The water temperature of your tank can be controlled with the help of submersible thermostat heaters. You must also make sure that no major or sudden changes are made to the temperature.
If you ever need to cool down the water rapidly, you can use ice packs. But while doing that, you would need to keep a close eye on the falling temperature and take the ice pack out once it is in control.
Anemones and corals alike can feed on food brought by the water flow. Movement of their tentacles caused by varying intensities of water motion in a circular pattern causes an effect that affects both: zooxanthellae, photosynthesis rates.
Finding the best fitting tankmates for the bubble tip anemone is not challenging. The best companion for the species should be a variety of clownfish including, but not limited to, three-band anemonefish, barrier reef, and a variety of Clownfish, such as Clark’sClownfish, Australian, Allard’s, Ocellaris, True Percula, Two-band, Maroon, Red Saddleback, and McCulloch’s Clownfish, etc.
Apart from the clownfish, you can also opt for snails, copepods, mini brittle stars, sand dollars, urchins, etc.
You should avoid putting non-reef fish in the same tank with your bubble tip anemone since they are quite likely to attack it. The most common attackers of anemones are triggerfish, angelfish, sea stars, bristle worms, etc.

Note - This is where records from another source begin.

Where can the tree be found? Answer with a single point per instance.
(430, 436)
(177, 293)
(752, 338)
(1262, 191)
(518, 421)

But the species that you should definitely avoid putting in the tank with anemone in vertebrates as anemone tank mates are crabs, sea mats, clams, oysters, and scallops. These species are absolute threats to BTAs and are the most likely to kill them.
Pro Tip: Try to make sure that the anemone is at least three times larger than the clownfish you are looking forward to putting in with it.

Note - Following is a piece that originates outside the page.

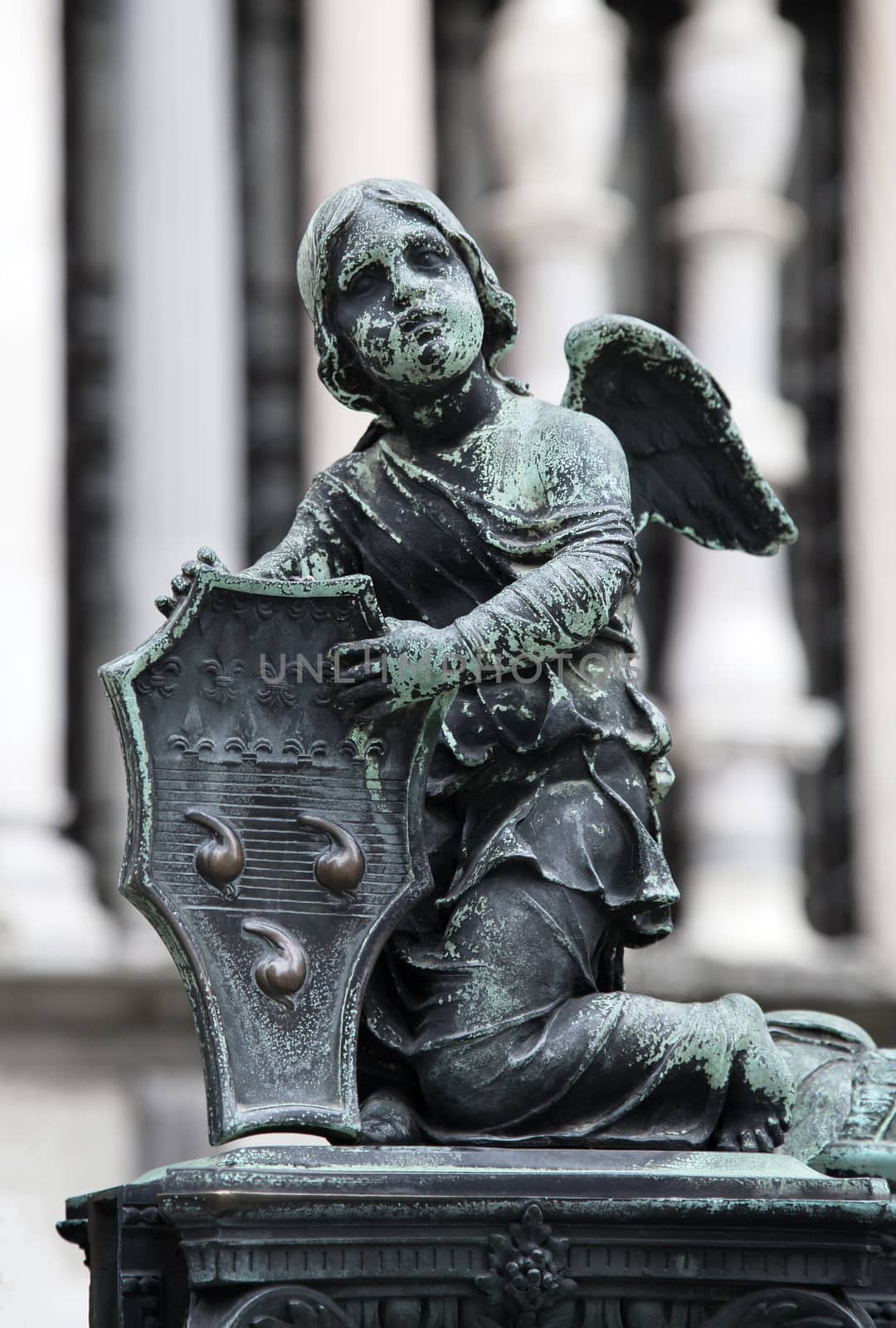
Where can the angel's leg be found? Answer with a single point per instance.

Frequently Asked Questions
Q. What happens if you take sea anemone out of water?
A. The bubble anemone is most likely to close up when the water level reduces, or it is taken out of the water. You might need to take your anemone out of the water while cleaning the tank, but try to ensure it is put back in the water within 3 hours.
Q. What to do while the bubble tip anemone is splitting?

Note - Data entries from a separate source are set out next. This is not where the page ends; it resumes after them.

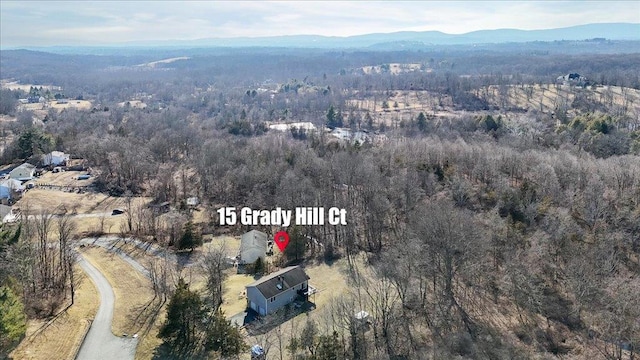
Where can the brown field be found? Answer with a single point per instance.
(64, 178)
(43, 340)
(543, 98)
(37, 200)
(136, 309)
(134, 104)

A. When your anemone is splitting, it will most probably stretch itself across one or more rocks. You will find it pulling itself towards both directions, and it’d look like it is ripping itself in half. The best you can do is let it split naturally without forcing the process since it might cause serious harm to the creature.
Q.Why isn’t my anemone moving?
A. Anemones prefer to stay in one position or spot for an extended amount of time once it has anchored themselves. But if you are still concerned about it, you can have a closer look at its behavior or get it checked by a specialist.
Q. Is LED lighting suitable for bubble tip anemones?
A. An anemone or any other sea creature with the ability to photosynthesize needs at least 5 watts per gallon. You must use high-intensity LED lighting for anemones, and the demand for watts may increase with the depth of water, so choose wisely.
Q. Why is my Bubble tip anemone hiding under a rock?
A.This behavior in BTA is pretty typical, and there is absolutely nothing to worry about it. They might also do it if there’s a change in water flow or lighting. In some cases, they might also do it when they are stressed.
Q. Why is my bubble tip anemone deflated?
A.There are several possibilities for why your bubble tip anemone might be shrinking. Start by investigating the coloration around its base. If it is a deep pink coloration, it may be trying to tell you that the animal is stressed. It could be a sign that your bubble tip is either sick or expelling the bacteria attacking it.
If the anemone is consistently deflated, the animal may be trying to reproduce. If this is the case, try moving it away from any nearby coral or by-passing objects.
As a parting thought, make sure that the water tank and the surroundings within and around it are appropriate for an anemone to live. On that note, it is indeed an unforgettable experience to share a lifetime with the bubble tip anemone while caring for it.